Miguel A. Gargallo, Plaintiff-appellant, v. Tecla Gargallo, Defendant-appellee, 472 F.2d 1219 (6th Cir. 1973)Annotate this Case
Miguel A. Gargallo, in pro. per.
Paul A. Scott, Tyack, Scott & Colley, Columbus, Ohio, for defendant-appellee.
Before PHILLIPS, Chief Judge, and PECK and LIVELY, Circuit Judges.
This is a diversity action brought by Miguel A. Gargallo against Tecla Gargallo in which Mr. Gargallo alleges that Mrs. Gargallo illegally removed his three minor children from the State of Ohio. Mr. Gargallo requests that an order issue restraining Mrs. Gargallo from removing the children from this country and ordering her to return these children to the State of Ohio. He further demands $50,000 in compensatory and punitive damages for her wrongful acts. Upon its own motion the District Court dismissed this action for lack of jurisdiction of subject matter. We affirm.

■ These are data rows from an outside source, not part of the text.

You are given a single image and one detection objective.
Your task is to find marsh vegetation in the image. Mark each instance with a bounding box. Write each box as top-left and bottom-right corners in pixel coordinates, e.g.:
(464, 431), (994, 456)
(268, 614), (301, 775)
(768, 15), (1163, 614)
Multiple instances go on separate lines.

This is essentially a child custody case. While the language of the diversity statute, 28 U.S.C. § 1332, may be broad enough to encompass this action, this court is bound by the long standing exception to the statute that federal courts will not accept jurisdiction in domestic relations cases, Barber v. Barber, 62 U.S. (21 How.) 582, 584, 16 L. Ed. 226 (1858). In 1890 this rule was found to encompass child custody cases, In re Burrus, 136 U.S. 586, 10 S. Ct. 850, 34 L. Ed. 500. There the Court stated: "The whole subject of the domestic relations of husband and wife, parent and child, belongs to the laws of the states, and not to the laws of the United States." 136 U.S. at 593-594, 10 S. Ct. at 853. Subsequent decisions have been in accord. Hernstadt v. Hernstadt, 373 F.2d 316 (2d Cir. 1967); Harris v. Turner, 329 F.2d 918, 923 (6th Cir. 1964); Carqueville v. Woodruff, 153 F.2d 1011 (6th Cir. 1946).
Under the above rule, we hold the District Court was correct in its finding that federal courts lack jurisdiction over the subject matter.